Also in the current economy, risking a big hit to your credit score is probably a bad idea. As the economy tanks, businesses will have to make cuts, and your job may not be as secure as you think. You could lose your job - then you need to find a new job, with that poor credit score looming. Or you could be shifted to another job, and have to move - and get a new mortgage. Not only will those 250 points result in a higher mortgage rate, but a forclosure on your record may make the banks think twice before offering you credit, even if it is secured debt.
Any of the major developers are likely to pursue every avenue to collect the debt, particularly right now. As John mentioned, they need the cash flow. 99% of those who bought from the developer did so through a presentation, and were prequalified. The whole point of the tour qualification is to show you have the means to pay. In most cases, those who had the means to pay when they purchased either still have the means to pay, or have some sort of assets that can be seized. You may feel squeezed, and not want to pay, buy you have the means. You might need to cut back on other expenses, but you signed a contract, and are responsible for your debt.

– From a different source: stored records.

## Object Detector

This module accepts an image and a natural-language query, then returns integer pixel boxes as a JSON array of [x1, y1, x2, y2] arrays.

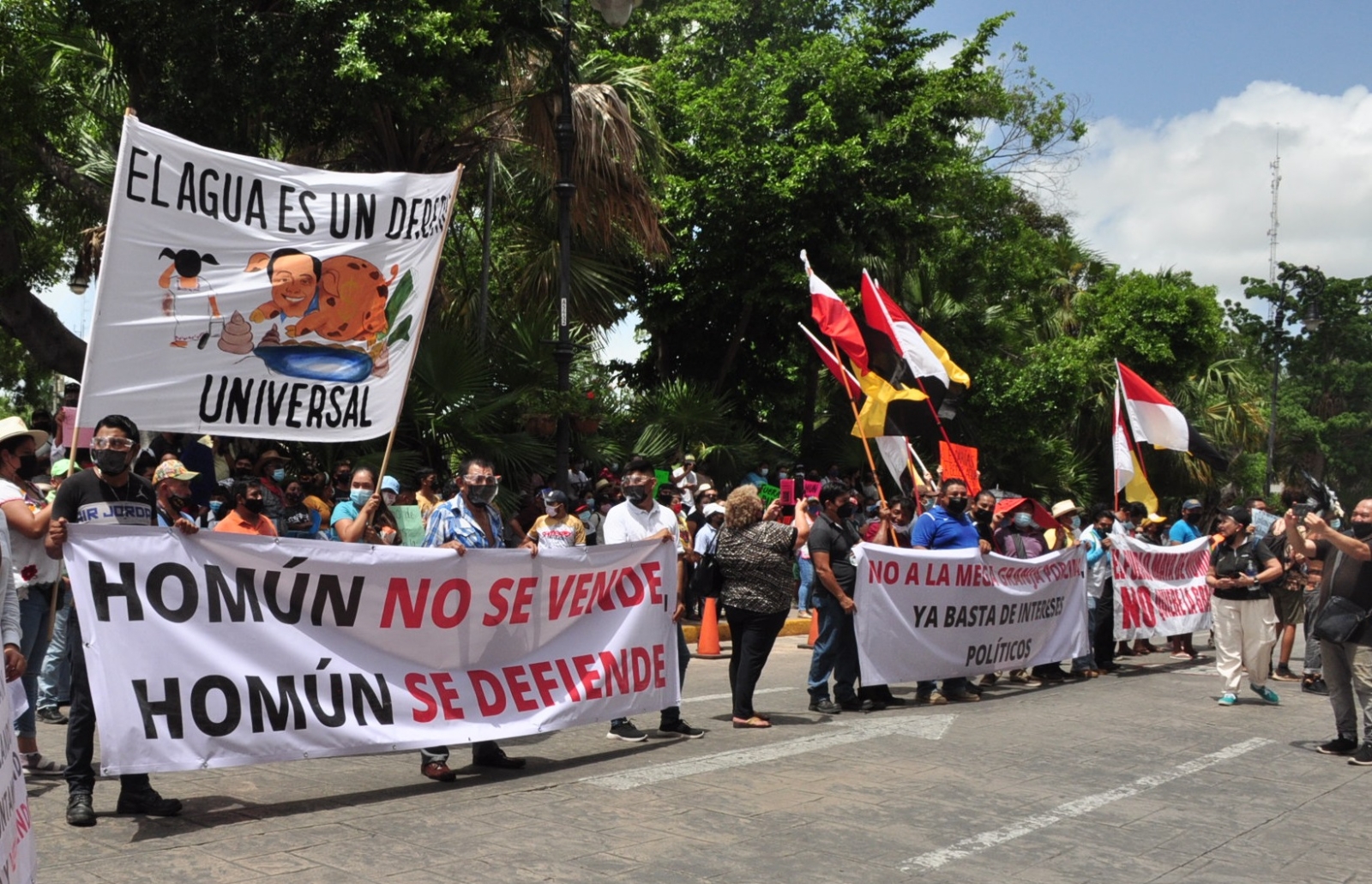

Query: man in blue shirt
[[1168, 497, 1205, 660], [910, 479, 981, 706], [420, 457, 527, 783]]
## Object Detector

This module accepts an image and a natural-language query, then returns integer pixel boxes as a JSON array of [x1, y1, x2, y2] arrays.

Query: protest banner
[[853, 544, 1091, 685], [0, 678, 39, 884], [1110, 534, 1210, 641], [64, 525, 681, 774], [80, 115, 458, 442]]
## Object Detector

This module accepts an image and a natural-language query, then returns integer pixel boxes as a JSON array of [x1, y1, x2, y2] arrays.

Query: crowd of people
[[0, 400, 1372, 827]]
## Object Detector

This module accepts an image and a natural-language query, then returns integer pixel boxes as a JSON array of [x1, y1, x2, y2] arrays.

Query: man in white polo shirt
[[599, 457, 705, 743]]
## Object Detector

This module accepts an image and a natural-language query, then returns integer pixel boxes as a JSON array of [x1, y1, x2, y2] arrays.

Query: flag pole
[[828, 338, 887, 507]]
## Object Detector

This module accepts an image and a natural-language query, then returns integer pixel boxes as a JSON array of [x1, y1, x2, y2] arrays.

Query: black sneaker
[[34, 706, 70, 725], [67, 792, 94, 827], [605, 718, 647, 743], [1315, 733, 1358, 755], [116, 786, 181, 817], [657, 718, 705, 740]]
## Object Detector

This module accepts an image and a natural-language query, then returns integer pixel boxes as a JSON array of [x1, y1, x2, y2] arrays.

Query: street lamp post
[[1267, 267, 1322, 494], [553, 0, 641, 494]]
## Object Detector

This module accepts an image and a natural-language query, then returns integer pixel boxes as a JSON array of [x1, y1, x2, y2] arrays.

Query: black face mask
[[91, 448, 129, 477]]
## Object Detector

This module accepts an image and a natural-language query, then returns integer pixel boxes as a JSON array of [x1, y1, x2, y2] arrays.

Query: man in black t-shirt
[[44, 414, 195, 827], [1285, 498, 1372, 765]]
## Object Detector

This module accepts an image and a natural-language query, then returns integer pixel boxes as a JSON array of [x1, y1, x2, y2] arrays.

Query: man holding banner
[[45, 414, 188, 827]]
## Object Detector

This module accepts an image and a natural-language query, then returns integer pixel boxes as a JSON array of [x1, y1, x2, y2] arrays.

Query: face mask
[[91, 448, 129, 477], [466, 484, 501, 504]]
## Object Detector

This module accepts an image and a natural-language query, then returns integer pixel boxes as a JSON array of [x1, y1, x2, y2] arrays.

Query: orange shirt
[[214, 509, 276, 537]]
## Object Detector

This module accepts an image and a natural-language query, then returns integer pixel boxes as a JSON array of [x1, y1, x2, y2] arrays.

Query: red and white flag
[[1116, 359, 1191, 452], [800, 251, 869, 375], [796, 322, 862, 400]]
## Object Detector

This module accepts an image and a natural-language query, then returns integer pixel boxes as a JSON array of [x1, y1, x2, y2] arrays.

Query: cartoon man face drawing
[[247, 249, 320, 322]]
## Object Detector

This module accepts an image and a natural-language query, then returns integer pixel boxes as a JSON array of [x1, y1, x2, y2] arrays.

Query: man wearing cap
[[520, 489, 586, 550], [1168, 497, 1205, 660], [1206, 507, 1281, 706], [0, 418, 62, 777], [153, 460, 201, 534], [672, 454, 704, 512]]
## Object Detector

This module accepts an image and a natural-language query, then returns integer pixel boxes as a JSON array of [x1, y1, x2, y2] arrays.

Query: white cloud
[[1068, 82, 1372, 297]]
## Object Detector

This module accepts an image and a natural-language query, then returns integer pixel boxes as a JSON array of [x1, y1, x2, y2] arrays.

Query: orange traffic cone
[[691, 598, 729, 660], [796, 608, 819, 651]]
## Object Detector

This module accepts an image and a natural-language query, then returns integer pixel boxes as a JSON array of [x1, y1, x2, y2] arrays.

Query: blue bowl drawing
[[252, 345, 372, 383]]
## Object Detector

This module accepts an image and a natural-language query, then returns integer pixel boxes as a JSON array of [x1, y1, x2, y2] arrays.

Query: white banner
[[853, 544, 1091, 685], [66, 525, 681, 774], [0, 670, 39, 884], [81, 117, 458, 442], [1110, 534, 1210, 641]]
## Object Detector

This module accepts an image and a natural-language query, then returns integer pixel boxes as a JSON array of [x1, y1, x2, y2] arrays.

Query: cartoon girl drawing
[[158, 249, 224, 350]]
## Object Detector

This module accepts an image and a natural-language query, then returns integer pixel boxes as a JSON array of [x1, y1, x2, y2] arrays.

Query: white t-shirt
[[0, 479, 62, 596], [599, 501, 682, 550]]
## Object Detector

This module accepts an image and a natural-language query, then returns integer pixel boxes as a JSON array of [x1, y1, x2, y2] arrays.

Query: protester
[[1206, 507, 1281, 706], [520, 489, 586, 549], [601, 457, 705, 743], [1283, 498, 1372, 765], [0, 418, 62, 777], [214, 478, 277, 537], [711, 484, 809, 727], [910, 479, 981, 706], [414, 457, 527, 783], [45, 414, 185, 827], [1168, 498, 1205, 660]]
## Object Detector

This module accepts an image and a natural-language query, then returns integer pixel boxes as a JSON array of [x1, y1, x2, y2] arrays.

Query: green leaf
[[386, 316, 414, 346], [386, 270, 414, 329]]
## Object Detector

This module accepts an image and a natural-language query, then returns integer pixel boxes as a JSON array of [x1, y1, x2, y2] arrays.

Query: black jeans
[[725, 605, 791, 718], [63, 610, 151, 792]]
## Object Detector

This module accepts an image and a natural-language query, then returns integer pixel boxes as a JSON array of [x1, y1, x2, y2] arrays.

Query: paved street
[[29, 637, 1372, 884]]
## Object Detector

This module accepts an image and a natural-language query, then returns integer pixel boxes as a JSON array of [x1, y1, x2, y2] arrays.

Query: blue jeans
[[796, 559, 815, 610], [14, 586, 52, 740], [1072, 596, 1114, 672], [609, 623, 690, 727], [807, 586, 858, 703], [39, 590, 71, 710]]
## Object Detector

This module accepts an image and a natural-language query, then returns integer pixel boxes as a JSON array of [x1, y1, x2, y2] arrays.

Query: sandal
[[420, 762, 457, 783], [23, 752, 66, 777], [734, 715, 771, 727]]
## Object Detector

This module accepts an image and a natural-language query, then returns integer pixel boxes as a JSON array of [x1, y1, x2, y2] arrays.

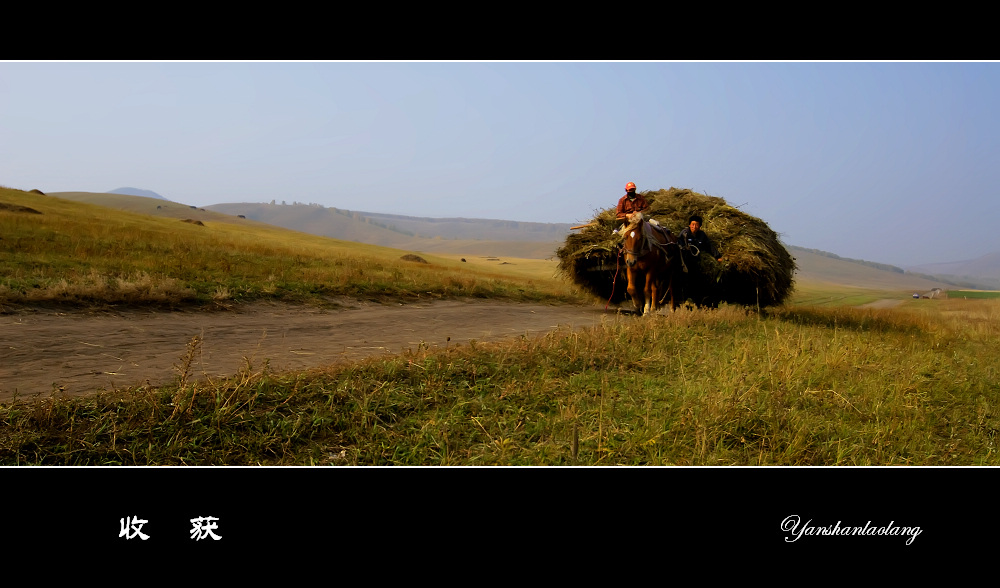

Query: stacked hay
[[556, 188, 795, 307]]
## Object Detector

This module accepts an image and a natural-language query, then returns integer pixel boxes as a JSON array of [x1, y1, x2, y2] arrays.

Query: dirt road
[[0, 301, 616, 402]]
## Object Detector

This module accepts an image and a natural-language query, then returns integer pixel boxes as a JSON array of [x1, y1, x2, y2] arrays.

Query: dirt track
[[0, 301, 616, 402]]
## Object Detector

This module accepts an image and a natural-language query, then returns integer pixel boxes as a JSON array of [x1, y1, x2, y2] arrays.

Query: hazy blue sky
[[0, 62, 1000, 267]]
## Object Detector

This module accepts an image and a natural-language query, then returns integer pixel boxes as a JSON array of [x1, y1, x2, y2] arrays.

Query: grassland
[[948, 290, 1000, 299], [0, 186, 1000, 466], [0, 189, 580, 309]]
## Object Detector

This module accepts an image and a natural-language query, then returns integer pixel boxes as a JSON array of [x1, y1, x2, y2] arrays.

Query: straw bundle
[[556, 188, 795, 307]]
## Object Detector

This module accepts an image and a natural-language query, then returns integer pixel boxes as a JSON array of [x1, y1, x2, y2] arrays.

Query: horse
[[621, 216, 683, 315]]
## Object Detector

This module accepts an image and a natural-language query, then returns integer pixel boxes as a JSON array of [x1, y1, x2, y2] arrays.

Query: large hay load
[[556, 188, 795, 307]]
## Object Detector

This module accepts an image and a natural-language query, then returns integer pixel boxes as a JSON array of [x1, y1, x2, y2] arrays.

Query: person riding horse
[[621, 212, 681, 315], [615, 182, 669, 232]]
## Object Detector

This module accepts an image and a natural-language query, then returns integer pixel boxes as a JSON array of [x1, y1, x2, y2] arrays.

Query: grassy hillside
[[0, 189, 1000, 466], [0, 188, 576, 305], [206, 203, 570, 259]]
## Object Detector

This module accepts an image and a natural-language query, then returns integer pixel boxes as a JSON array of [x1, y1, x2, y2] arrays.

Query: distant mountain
[[205, 202, 572, 259], [907, 252, 1000, 280], [33, 188, 984, 292], [108, 187, 170, 202]]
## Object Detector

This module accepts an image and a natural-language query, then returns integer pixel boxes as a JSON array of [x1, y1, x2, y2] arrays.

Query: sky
[[0, 61, 1000, 268]]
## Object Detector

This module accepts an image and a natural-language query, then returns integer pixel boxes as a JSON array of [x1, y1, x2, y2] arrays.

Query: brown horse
[[621, 218, 682, 315]]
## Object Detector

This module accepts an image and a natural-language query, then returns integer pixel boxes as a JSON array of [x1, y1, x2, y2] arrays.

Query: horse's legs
[[626, 272, 644, 314]]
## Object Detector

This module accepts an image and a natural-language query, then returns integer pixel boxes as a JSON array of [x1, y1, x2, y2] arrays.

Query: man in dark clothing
[[678, 214, 722, 262], [677, 214, 722, 307]]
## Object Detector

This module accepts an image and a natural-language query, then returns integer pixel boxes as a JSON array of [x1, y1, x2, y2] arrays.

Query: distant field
[[948, 290, 1000, 298]]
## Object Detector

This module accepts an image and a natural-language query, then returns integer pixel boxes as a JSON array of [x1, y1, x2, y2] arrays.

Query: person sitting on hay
[[615, 182, 670, 233], [677, 214, 722, 307]]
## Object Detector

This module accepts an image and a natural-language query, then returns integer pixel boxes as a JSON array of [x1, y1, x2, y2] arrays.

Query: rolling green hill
[[37, 192, 954, 292]]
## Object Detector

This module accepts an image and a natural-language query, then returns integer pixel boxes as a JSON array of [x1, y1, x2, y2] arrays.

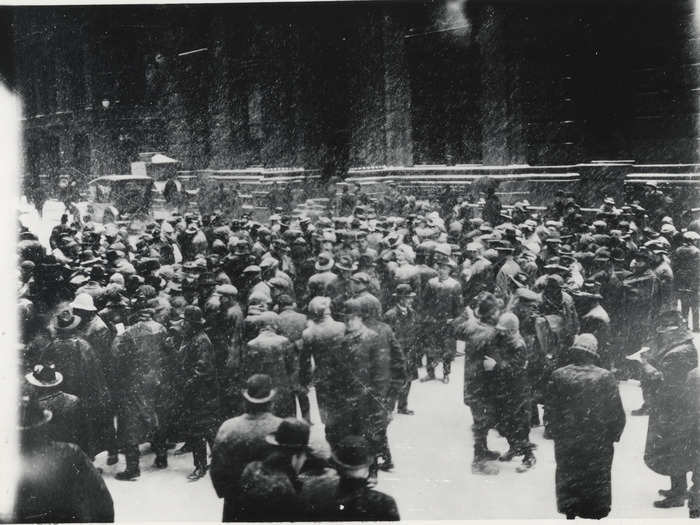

Take this one step further, for those willing to walk away when they have a paid-off unit. The thought is that the developer got all his money, so you're not really hurting anyone - but you are. If you still owe the developer, the developer is the one most likely to forclose, in which case the developer is responsible for the maintenance fees. If you don't owe the developer, it is the HOA who has to forclose. When that happens, you are simply shifting the burden of your fees to all the other owners. When it costs $30,000 to maintain a condo for the year, and that cost is split among 50 owners, each only has to pay $600. But drop that to 40 owners, and each is now responsible for $750, and if the fee goes high enough, it may cause others to decide to default, causing an even worse effect.